Source [Boulevard Voltaire] L’année dernière, Marine Le Pen en rêvait et c’est en Italie que l’alliance des populistes des deux rives s’est accomplie avec le gouvernement formé ce lundi par la Ligue de Matteo Salvini et le Mouvement 5 étoiles de Luigi di Maio.
En démocrate vigilant, Bruno Le Maire, ministre de l’Économie, ne pouvait que se ridiculiser, lui (et la France, au passage), avec ces propos tenus ce dimanche dernier sur Europe 1 : « Les Italiens doivent comprendre que l’avenir de l’Italie est en Europe et nulle part ailleurs ! Il y a des règles à respecter… » Bref, c’est l’Europe punitive. Et le même de poursuivre, passant du registre de la menace à celui de l’apocalypse annoncée : « Si le nouveau gouvernement prenait le risque de ne pas respecter ses engagements sur la dette, le déficit, mais aussi l’assainissement des banques, c’est toute la stabilité financière de la zone euro qui serait menacée. »
Ce qui inquiète Bruno Le Maire, grand sensible devant l’éternel ? Cette déclaration, peut-être : « Nous entendons revoir, avec les partenaires européens, le cadre de la gouvernance économique », ce qu’exigeaient, précisément, Marine Le Pen et Jean-Luc Mélenchon durant la campagne présidentielle de 2017. La réponse de Matteo Salvini, qui n’a pas tardé, vaut son pesant de prosciutto :
« Je n’ai pas demandé les votes et la confiance pour continuer sur la route de la pauvreté, de la précarité et de l’immigration : les Italiens d’abord ! » Voilà qui a, au moins, le mérite d’une indubitable clarté.
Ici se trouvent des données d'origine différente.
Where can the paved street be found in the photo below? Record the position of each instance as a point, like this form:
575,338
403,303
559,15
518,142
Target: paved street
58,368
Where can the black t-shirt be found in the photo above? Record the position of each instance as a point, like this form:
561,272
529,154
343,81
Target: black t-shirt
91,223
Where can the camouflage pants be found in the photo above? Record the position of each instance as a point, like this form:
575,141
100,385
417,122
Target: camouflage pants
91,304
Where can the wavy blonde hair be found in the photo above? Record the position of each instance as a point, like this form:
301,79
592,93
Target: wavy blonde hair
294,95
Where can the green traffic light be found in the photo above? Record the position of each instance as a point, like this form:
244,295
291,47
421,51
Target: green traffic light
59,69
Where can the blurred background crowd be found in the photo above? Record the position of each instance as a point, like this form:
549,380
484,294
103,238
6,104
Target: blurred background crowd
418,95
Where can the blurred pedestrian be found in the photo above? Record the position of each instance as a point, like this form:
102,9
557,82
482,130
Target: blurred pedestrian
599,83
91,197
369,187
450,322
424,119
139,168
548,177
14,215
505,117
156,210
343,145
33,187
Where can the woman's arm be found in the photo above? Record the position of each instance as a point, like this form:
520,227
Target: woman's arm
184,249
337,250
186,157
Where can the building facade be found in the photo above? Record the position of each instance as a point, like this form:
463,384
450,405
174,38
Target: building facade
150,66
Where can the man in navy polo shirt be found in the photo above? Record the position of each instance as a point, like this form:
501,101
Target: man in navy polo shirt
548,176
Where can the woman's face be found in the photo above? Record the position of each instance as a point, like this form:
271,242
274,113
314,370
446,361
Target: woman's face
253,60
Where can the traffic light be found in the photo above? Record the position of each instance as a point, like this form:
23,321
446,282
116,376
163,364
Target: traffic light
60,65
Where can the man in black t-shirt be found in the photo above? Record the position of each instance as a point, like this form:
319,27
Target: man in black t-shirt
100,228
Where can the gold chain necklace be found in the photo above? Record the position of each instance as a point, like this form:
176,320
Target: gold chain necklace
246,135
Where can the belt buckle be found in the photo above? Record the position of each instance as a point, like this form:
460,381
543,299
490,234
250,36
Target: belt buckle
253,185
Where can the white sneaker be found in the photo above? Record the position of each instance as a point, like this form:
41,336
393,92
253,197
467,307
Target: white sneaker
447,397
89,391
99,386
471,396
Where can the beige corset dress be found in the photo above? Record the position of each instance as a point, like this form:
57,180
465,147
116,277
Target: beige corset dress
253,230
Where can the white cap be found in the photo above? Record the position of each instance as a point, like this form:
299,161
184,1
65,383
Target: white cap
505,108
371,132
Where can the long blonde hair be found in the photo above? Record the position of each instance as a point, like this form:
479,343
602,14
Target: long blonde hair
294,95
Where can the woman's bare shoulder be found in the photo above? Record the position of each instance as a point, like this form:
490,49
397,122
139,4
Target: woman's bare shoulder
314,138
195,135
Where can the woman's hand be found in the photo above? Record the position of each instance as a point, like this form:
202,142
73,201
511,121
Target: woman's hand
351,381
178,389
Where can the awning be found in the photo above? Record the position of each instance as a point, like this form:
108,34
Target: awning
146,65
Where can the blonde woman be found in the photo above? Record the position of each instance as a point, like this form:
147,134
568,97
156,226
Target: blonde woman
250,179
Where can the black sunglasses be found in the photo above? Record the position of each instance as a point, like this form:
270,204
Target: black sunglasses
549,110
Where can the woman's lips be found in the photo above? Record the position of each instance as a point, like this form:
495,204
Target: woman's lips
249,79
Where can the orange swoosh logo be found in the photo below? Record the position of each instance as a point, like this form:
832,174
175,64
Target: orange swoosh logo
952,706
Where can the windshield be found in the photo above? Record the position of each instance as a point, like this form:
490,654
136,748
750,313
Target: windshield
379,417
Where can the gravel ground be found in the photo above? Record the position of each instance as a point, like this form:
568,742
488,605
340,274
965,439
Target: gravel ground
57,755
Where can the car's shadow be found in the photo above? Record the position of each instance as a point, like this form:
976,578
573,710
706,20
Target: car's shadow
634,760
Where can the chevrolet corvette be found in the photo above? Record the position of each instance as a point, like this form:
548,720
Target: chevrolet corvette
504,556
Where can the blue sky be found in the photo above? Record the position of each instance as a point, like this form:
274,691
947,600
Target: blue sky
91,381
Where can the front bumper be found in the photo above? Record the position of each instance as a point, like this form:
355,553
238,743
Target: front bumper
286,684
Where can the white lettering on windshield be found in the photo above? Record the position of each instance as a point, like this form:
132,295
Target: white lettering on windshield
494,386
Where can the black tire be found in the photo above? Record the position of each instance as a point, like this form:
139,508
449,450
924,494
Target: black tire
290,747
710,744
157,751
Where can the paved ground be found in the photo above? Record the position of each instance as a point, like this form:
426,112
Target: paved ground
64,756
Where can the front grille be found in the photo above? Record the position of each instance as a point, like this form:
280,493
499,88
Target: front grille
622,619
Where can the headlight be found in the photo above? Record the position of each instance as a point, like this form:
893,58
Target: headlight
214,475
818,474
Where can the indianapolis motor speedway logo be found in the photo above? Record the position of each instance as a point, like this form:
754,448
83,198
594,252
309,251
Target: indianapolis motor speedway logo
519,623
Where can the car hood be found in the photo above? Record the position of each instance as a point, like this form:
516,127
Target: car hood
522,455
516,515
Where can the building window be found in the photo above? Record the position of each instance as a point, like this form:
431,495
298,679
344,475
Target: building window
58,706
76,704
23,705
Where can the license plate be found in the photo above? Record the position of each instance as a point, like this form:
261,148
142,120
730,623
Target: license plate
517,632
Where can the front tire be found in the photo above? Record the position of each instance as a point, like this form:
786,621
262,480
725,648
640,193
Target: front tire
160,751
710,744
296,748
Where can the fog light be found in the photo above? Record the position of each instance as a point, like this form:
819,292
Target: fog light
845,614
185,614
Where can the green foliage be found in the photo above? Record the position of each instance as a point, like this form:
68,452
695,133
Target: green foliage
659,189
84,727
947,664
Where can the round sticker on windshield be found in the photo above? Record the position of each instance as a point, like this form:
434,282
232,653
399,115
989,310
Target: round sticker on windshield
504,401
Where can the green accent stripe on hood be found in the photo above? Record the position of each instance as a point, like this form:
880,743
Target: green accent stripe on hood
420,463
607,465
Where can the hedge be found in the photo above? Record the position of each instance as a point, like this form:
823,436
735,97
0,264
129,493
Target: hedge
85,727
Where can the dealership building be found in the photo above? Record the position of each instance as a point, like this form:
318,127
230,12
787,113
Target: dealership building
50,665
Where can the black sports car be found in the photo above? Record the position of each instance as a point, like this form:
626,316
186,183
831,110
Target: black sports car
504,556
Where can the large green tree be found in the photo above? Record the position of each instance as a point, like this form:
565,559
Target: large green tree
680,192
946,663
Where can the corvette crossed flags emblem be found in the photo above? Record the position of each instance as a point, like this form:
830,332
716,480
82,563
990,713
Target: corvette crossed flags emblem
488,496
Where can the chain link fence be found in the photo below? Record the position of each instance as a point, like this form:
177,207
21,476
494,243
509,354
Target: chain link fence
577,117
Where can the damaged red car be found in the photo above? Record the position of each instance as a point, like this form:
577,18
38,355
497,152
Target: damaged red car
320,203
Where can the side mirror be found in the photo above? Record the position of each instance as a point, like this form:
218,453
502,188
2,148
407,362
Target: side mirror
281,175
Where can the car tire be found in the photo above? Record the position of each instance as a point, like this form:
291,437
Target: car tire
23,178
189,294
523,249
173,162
D’ailleurs, si Bruno Le Maire connaissait mieux l’Europe, il saurait que, pour jovial qu’il puisse souvent paraître, le Ritalien peut aussi se révéler susceptible, surtout lorsque chatouillé de trop près ; ce qui lui aurait sûrement évité cette autre réplique cinglante :
« Que les Français s’occupent de la France et ne se mettent pas à casser les pieds chez les autres. […] Il y a ce ministre français [Bruno Le Maire, donc, NDLR] qui dit que “le prochain gouvernement devra continuer à faire ce qu’ont fait tous les autres avant lui”. Qu’il se mette le cœur en paix : nous ferons l’exact contraire de ce qu’ont fait les gouvernements qui nous ont précédés. »
Au fait, ce programme qui donne des sueurs froides à notre ministre, qu’a-t-il de si proprement scandaleux ? On y trouve des mesures sociales – de gauche ? – et des mesures sécuritaires – de droite ? – parmi lesquelles : abaissement de l’âge de la retraite, instauration d’un salaire minimum et d’un revenu de citoyenneté de 780 euros par mois. Mais aussi des baisses d’impôts significatives et des mesures musclées quant à l’immigration de masse et un islam de plus en plus envahissant. Soit un programme qu’on pourrait tenir pour être à la fois de « gauche » et de « droite » ; ce qui est une assez bonne définition du populisme. Il n’y a donc pas tromperie sur la marchandise.
On y trouve même des mesures sociétales assez intéressantes en matière de « moralisation de la vie politique », telle cette interdiction faite aux francs-maçons de devenir ministres. Mesure qui, dit-on, pourrait déclencher un peu plus l’ire des instances européennes, mais qui s’explique assez bien, étant donné le contexte local : le souvenir du scandale de la loge P2, avec ses implications au sein du Vatican, de la Mafia et de la CIA, est encore largement présent dans les mémoires.
Cette alliance des populismes, Marine Le Pen l’appelait de ses vœux l’année dernière. Jean-Luc Mélenchon n’a pas osé franchir le Rubicon, préférant céder devant ses ouailles immigrationnistes pratiquant un gauchisme d’un autre temps. Dommage. Car une alliance du peuple, celui du « non » au référendum sur la Constitution européenne, celui qui souffre de la mondialisation, celui des invisibles et de la France périphérique aurait eu un peu plus d’allure que cette fantasmatique union des droites dont un Laurent Wauquiez ne veut à aucun prix et que réclame en vain un Front national aujourd’hui passablement déboussolé.